Before going to South Africa, I only knew about Cape point and a few stories about Nelson Mandela. When I was at the University I met some local students and  their understanding of China was no more than the Great Wall and Jackie Chen. I really hope that more and more Chinese and South African students will go to each other’s countries. My greatest wish is that Chinese people learn the philosophical thought of South Africa, such as “Ubuntu”, which means I exists because of you, and more South African people could learn about Chinese philosophy such as Confucianism.

 Can you tell us a bit more about Ubuntu and what you understood about it?


“Ubuntu” means “I am because of you are” or “I exist because of your existence”

As a student who majoring in philosophy, Ubuntu is a new and great philosophical thought I learnt from South Africa. As far as I know, “Ubuntu” means “I am because of you are” or “I exist because of your existence”. 

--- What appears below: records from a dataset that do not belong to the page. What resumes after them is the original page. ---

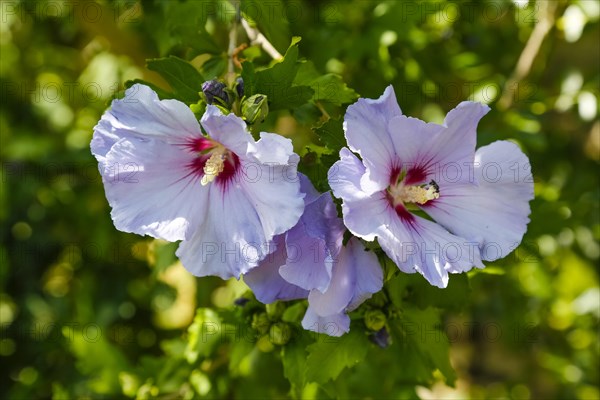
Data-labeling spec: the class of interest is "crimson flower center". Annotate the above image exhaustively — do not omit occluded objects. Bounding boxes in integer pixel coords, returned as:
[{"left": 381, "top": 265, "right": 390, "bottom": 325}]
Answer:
[{"left": 387, "top": 179, "right": 440, "bottom": 208}]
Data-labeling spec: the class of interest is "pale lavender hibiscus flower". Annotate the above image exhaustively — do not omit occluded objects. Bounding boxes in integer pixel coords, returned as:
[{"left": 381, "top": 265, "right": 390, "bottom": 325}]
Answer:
[
  {"left": 329, "top": 86, "right": 533, "bottom": 287},
  {"left": 244, "top": 174, "right": 383, "bottom": 336},
  {"left": 91, "top": 84, "right": 304, "bottom": 278}
]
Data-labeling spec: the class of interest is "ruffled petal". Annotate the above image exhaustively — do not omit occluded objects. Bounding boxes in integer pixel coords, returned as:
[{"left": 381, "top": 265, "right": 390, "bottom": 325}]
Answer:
[
  {"left": 239, "top": 133, "right": 304, "bottom": 240},
  {"left": 308, "top": 245, "right": 356, "bottom": 316},
  {"left": 298, "top": 172, "right": 321, "bottom": 206},
  {"left": 302, "top": 305, "right": 350, "bottom": 336},
  {"left": 378, "top": 209, "right": 483, "bottom": 288},
  {"left": 418, "top": 101, "right": 490, "bottom": 184},
  {"left": 423, "top": 141, "right": 534, "bottom": 261},
  {"left": 176, "top": 185, "right": 273, "bottom": 279},
  {"left": 279, "top": 175, "right": 345, "bottom": 292},
  {"left": 101, "top": 136, "right": 208, "bottom": 241},
  {"left": 244, "top": 235, "right": 308, "bottom": 304},
  {"left": 344, "top": 237, "right": 383, "bottom": 311},
  {"left": 200, "top": 105, "right": 251, "bottom": 157},
  {"left": 388, "top": 115, "right": 445, "bottom": 180},
  {"left": 344, "top": 86, "right": 402, "bottom": 193},
  {"left": 328, "top": 148, "right": 389, "bottom": 241}
]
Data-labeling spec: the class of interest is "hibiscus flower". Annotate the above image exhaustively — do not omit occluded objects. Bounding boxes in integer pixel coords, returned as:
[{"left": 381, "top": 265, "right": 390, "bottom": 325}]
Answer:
[
  {"left": 91, "top": 84, "right": 304, "bottom": 279},
  {"left": 244, "top": 174, "right": 383, "bottom": 336}
]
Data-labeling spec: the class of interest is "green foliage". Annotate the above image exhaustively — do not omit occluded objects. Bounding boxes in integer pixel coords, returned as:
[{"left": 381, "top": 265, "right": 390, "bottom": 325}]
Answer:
[
  {"left": 147, "top": 56, "right": 205, "bottom": 104},
  {"left": 306, "top": 329, "right": 369, "bottom": 383},
  {"left": 242, "top": 37, "right": 314, "bottom": 111}
]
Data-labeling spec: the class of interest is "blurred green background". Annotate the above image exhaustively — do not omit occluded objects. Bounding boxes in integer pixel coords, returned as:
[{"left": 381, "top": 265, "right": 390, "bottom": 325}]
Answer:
[{"left": 0, "top": 0, "right": 600, "bottom": 399}]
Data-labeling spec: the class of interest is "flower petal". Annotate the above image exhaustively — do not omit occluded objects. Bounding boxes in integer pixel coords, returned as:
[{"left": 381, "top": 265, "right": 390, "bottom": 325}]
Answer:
[
  {"left": 308, "top": 245, "right": 356, "bottom": 317},
  {"left": 200, "top": 105, "right": 255, "bottom": 156},
  {"left": 302, "top": 305, "right": 350, "bottom": 336},
  {"left": 423, "top": 101, "right": 490, "bottom": 184},
  {"left": 176, "top": 185, "right": 273, "bottom": 279},
  {"left": 344, "top": 86, "right": 402, "bottom": 193},
  {"left": 423, "top": 141, "right": 534, "bottom": 261},
  {"left": 239, "top": 133, "right": 304, "bottom": 240},
  {"left": 92, "top": 84, "right": 202, "bottom": 144},
  {"left": 378, "top": 209, "right": 483, "bottom": 288},
  {"left": 101, "top": 137, "right": 207, "bottom": 241},
  {"left": 328, "top": 148, "right": 389, "bottom": 241},
  {"left": 244, "top": 235, "right": 308, "bottom": 304}
]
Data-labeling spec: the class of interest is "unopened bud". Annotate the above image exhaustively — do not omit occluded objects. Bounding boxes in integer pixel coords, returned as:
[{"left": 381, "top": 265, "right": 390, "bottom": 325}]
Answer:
[
  {"left": 365, "top": 310, "right": 386, "bottom": 331},
  {"left": 266, "top": 301, "right": 285, "bottom": 320},
  {"left": 369, "top": 328, "right": 392, "bottom": 349},
  {"left": 242, "top": 94, "right": 269, "bottom": 124},
  {"left": 235, "top": 76, "right": 244, "bottom": 99},
  {"left": 202, "top": 79, "right": 229, "bottom": 107}
]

In my opinion, thee great Western philosophy thinkers often attempt to explain the existence from a very abstract and scientific way. On the other hand, in Chinese philosophy, ancient philosophers told people that their existence comes from nature and their parents. Ubuntu gave me a new perspective, which I feel very close to. This perceptive involves understanding that humans are able to exist because of their connection with others and the world around them.

Dawei expresses that he is convinced that if the concept of“Ubuntu” is acknowledged by all human beings, there will be fewer wars and less poverty. He says he truelly believes people would care about others’ benefits and happiness. Subsequently, they would no longer use violence to feed themselves or their families.